The big issues: Doses of the “medicine” aren’t monitored or regulated, and prescribers don’t often follow up.

“There needs to be better guidance to patients around a system that currently allows them to choose their own products, decide their own dosing, and often receive no professional follow-up care.”

* Baldness, poor eyesight, war, famine, pestilence ….

Worms detecting cancer

You’ve heard that dogs — and even ants — can detect cancer. And now Korean scientists have added worms to the list.

Today, testing for lung cancer requires an invasive biopsy or often-too-late chest X-ray. Instead, these scientists only needed a bit of lung tissue culture. They put it on one side of a chip, with a sample of normal tissue on the other … and worms (C. elegans) in the middle.
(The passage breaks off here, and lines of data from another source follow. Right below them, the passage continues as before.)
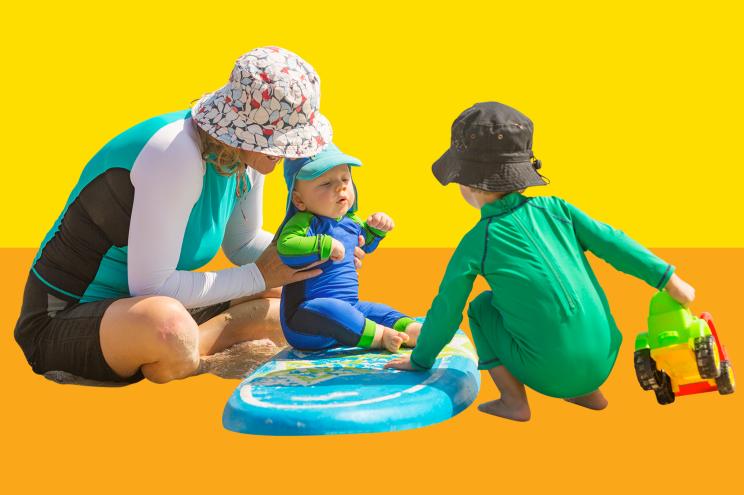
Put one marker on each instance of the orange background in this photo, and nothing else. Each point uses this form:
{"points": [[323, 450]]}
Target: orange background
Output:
{"points": [[147, 438]]}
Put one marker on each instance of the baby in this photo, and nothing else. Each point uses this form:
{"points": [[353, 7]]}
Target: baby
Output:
{"points": [[546, 322], [321, 224]]}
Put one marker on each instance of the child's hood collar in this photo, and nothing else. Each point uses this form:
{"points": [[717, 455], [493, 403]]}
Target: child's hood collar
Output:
{"points": [[503, 204]]}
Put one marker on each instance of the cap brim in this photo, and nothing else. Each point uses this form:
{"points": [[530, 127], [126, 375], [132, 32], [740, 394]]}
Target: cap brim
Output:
{"points": [[318, 167], [300, 141], [495, 177]]}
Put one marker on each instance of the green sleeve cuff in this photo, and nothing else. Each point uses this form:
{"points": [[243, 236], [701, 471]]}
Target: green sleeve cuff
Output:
{"points": [[378, 233], [665, 277], [400, 325], [368, 333], [325, 245], [417, 366]]}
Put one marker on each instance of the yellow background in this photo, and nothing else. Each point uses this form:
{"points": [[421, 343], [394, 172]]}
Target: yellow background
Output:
{"points": [[637, 108], [637, 105]]}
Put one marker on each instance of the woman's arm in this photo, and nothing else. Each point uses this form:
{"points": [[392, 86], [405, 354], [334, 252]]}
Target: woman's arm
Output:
{"points": [[167, 179], [244, 239]]}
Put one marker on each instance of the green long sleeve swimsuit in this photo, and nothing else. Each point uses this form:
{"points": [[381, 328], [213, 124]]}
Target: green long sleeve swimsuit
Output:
{"points": [[546, 318]]}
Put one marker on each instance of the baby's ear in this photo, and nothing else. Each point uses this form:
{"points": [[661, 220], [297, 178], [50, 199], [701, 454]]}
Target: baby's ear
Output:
{"points": [[297, 201]]}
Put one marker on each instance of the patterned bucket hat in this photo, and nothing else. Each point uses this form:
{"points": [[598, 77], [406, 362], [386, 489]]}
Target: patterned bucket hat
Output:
{"points": [[270, 105]]}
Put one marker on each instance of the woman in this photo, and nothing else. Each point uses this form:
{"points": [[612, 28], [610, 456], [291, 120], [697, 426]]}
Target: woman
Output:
{"points": [[111, 295]]}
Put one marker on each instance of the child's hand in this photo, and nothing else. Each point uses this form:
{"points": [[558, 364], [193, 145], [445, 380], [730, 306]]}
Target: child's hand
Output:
{"points": [[337, 250], [401, 363], [680, 290], [381, 221]]}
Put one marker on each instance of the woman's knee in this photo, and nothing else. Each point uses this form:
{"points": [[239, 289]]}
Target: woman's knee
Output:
{"points": [[169, 327]]}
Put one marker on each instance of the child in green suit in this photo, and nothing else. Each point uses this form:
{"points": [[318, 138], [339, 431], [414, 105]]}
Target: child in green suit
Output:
{"points": [[546, 322]]}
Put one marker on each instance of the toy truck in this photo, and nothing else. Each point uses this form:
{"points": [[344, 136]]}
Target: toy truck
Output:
{"points": [[680, 354]]}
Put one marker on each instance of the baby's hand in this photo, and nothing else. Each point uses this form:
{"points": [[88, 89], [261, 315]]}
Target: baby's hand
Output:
{"points": [[401, 363], [337, 250], [680, 290], [381, 221]]}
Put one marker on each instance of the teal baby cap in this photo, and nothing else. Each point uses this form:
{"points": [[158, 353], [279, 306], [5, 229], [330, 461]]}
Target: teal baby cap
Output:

After an hour, if the worms preferred the patient’s lung culture, it could be cancerous. (The prototype was correct about 70 percent of the time.) The worms, apparently, can detect a chemical called 2-ethyl-1-hexanol that’s emitted by the cancer cells.

“We don’t know why C. elegans are attracted to lung cancer tissues or 2-ethyl-1-hexanol, but we guess that the odors are similar to the scents from their favorite foods.”

Weird Science: Boring edition

Do you know someone who’s religious, does data entry for a living, lives in a small town, and likes watching TV?

British psychology researchers into the “the science of boredom” have discovered what makes the world’s most boring person — and that list fits them to a T. (But bonus Boring Points™ if they’re also into bird watching.)

To be clear, this is what people perceive to be boring — “the stereotype that people hold about boring people, not the actual individual characteristics that boring people possess.”

* Why? Because “the stereotypical beliefs about bores—that is, perceptions of people as stereotypically boring—have hardly received empirical attention.” Wonder why.